Figure 2.

Up-regulation of FILIP1L protein by endostatin. A, increased expression of FILIP1L protein was detected in HUVECs treated with endostatin for 2, 4, and 8 h by Western blot using anti-FILIP1L antibody. GAPDH blot is shown as the loading control. The numbers underneath the blot are the densitometric values calculated as FILIP1L-GAPDH ratios using ImageQuant software. The result is representative of two independent experiments. B, the punctate distribution in the cytoplasm was detected in HUVECs treated with endostatin for 4 h by immunofluorescent staining using anti-FILIP1L antibody.
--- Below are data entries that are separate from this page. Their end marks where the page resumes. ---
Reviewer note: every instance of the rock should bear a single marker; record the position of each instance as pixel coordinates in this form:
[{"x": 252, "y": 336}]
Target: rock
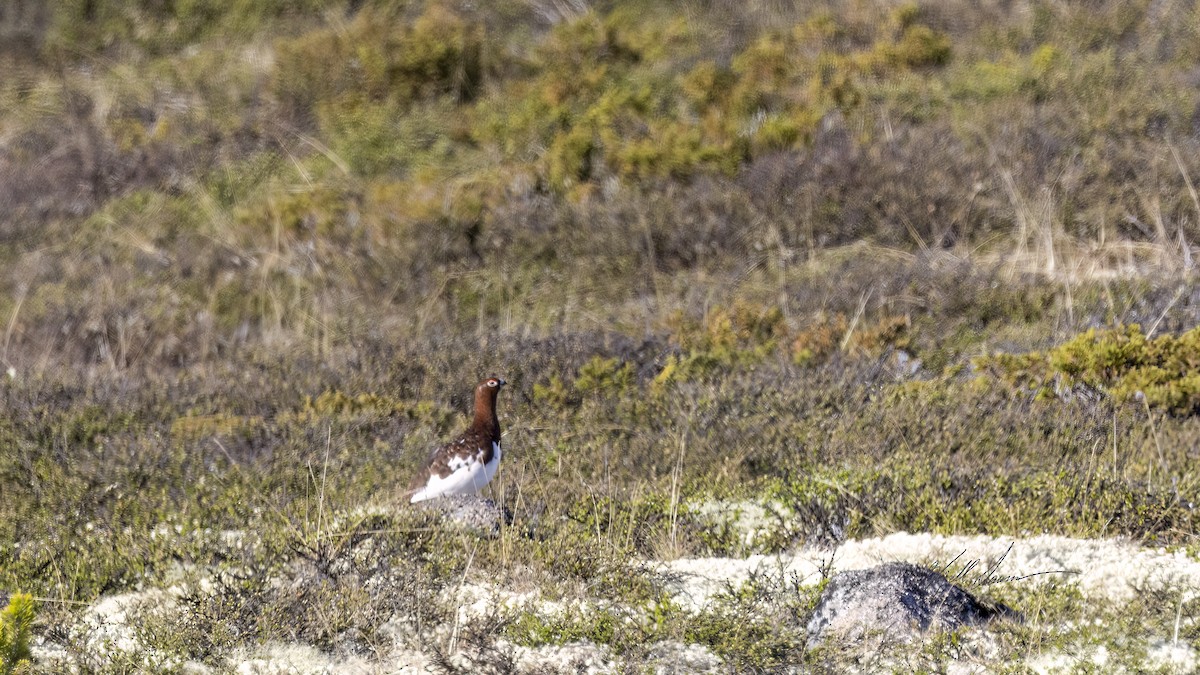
[
  {"x": 469, "y": 512},
  {"x": 893, "y": 603}
]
Vehicle-treated control cells showed diffused cytoplasmic staining. Nuclear staining with DAPI is shown in blue. Scale bar, 10 µm. The result is a representative image from two independent experiments. Additional images are shown in Supplementary Fig. S1. C, FILIP1L expression in endostatin-treated HUVECs was significantly more than that in vehicle-treated control cells (P = 0.0012). Five images from each treatment group (B) were analyzed. Axiovision 4.6 software (Zeiss) was used to quantify the percentage area with FILIP1L-positive staining. Box and whiskers plot (GraphPad Prism 3.0) is shown. D, preincubation of anti-FILIP1L antibody with FILIP1L protein, but not with BSA, abrogated the punctuate staining seen in HUVECs treated with endostatin. Nuclear staining with DAPI is shown in blue. Scale bar, 20 µm.